Когда отпирал замок, руки странно дрожали. Распахнул дверь – не скрипнули петли, шагнул внутрь – не дрогнули половицы. В доме светло, румяные солнечные лучики бьют сквозь окна, заливают широкое просторное нутро с большой побелённой печью посередине. Он не стал ставить перегородки. Пусть хозяйка сама решит, где у них будет кухня, где спальня, где прихожая. И, если она захочет, можно пристроить к дому веранду. И мебель они постепенно купят вместе, чтобы ей нравилось. А столы, стулья он сделает сам – добротные, крепкие, гладенькие, как её кожа… Она посадит цветы около крыльца, будет ухаживать за огородом. Для неё он раскопает участок, построит новую баню. Да мало ли что можно желать и делать вместе с такой юной чистой красавицей! Новая, совершенно иная жизнь начинается.

Саня-Саня закрыл дом, спрятал ключ в карман, закинул рюкзак на плечо и широко пошагал вниз, под гору, к железнодорожной станции.

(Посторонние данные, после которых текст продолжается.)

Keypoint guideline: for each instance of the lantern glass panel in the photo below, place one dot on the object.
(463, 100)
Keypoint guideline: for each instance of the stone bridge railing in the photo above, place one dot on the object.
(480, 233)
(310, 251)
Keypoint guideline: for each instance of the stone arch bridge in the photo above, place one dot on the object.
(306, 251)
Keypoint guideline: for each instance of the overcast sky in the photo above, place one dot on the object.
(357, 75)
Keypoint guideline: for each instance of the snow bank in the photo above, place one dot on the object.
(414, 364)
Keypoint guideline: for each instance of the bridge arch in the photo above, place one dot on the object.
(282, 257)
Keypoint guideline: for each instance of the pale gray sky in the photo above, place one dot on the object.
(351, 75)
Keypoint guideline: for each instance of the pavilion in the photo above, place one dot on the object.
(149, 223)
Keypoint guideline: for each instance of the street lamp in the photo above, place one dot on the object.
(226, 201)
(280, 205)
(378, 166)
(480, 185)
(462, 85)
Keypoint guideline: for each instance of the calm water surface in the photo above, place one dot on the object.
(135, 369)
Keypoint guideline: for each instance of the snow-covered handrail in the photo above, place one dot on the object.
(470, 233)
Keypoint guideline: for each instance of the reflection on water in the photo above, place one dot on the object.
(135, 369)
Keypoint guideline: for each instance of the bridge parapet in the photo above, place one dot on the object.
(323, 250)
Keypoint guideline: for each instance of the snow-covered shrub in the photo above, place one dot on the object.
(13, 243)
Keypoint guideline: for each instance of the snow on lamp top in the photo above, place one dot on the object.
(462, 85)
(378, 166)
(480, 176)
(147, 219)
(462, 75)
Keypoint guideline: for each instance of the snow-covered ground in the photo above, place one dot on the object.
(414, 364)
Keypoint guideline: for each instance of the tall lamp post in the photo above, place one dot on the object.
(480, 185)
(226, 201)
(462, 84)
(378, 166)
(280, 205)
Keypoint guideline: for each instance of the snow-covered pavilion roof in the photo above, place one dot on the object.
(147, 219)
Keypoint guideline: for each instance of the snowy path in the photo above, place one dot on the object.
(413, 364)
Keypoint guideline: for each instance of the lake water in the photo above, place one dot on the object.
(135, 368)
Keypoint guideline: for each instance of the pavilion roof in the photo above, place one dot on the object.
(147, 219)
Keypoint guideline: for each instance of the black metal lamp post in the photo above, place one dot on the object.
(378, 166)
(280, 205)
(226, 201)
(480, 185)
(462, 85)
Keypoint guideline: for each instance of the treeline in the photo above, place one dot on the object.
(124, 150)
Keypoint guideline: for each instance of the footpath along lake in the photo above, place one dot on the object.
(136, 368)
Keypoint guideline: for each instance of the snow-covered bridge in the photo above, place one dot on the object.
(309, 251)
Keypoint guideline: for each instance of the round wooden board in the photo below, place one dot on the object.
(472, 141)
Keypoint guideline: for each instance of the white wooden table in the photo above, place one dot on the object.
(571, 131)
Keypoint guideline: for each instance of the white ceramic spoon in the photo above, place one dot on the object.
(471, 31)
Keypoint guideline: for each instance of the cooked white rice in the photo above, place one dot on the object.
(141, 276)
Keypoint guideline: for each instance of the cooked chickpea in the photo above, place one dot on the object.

На платформе уже стояли несколько ранних пассажиров, с недовольными заспанными лицами, некоторые курили. Саня-Саня улыбался себе и всем вокруг. Мимо прошёл хмурый похмельный сосед, кивнул коротко. Потом вернулся и заискивающе спросил у него денежку. Щедрый по сегодняшнему праздничному для себя дню, Саня-Саня отвалил соседу целую сотню.

Близко, за лесным гребнем, гуднула электричка. Через пару минут она лениво и сонно подтащила продрогшие лязгающие вагоны к платформе. Грохнули, раскрывшись, двери. Пассажиры взобрались внутрь, расселись подальше друг от друга.

Электричка снова гуднула, дёрнулась, тронулась с места.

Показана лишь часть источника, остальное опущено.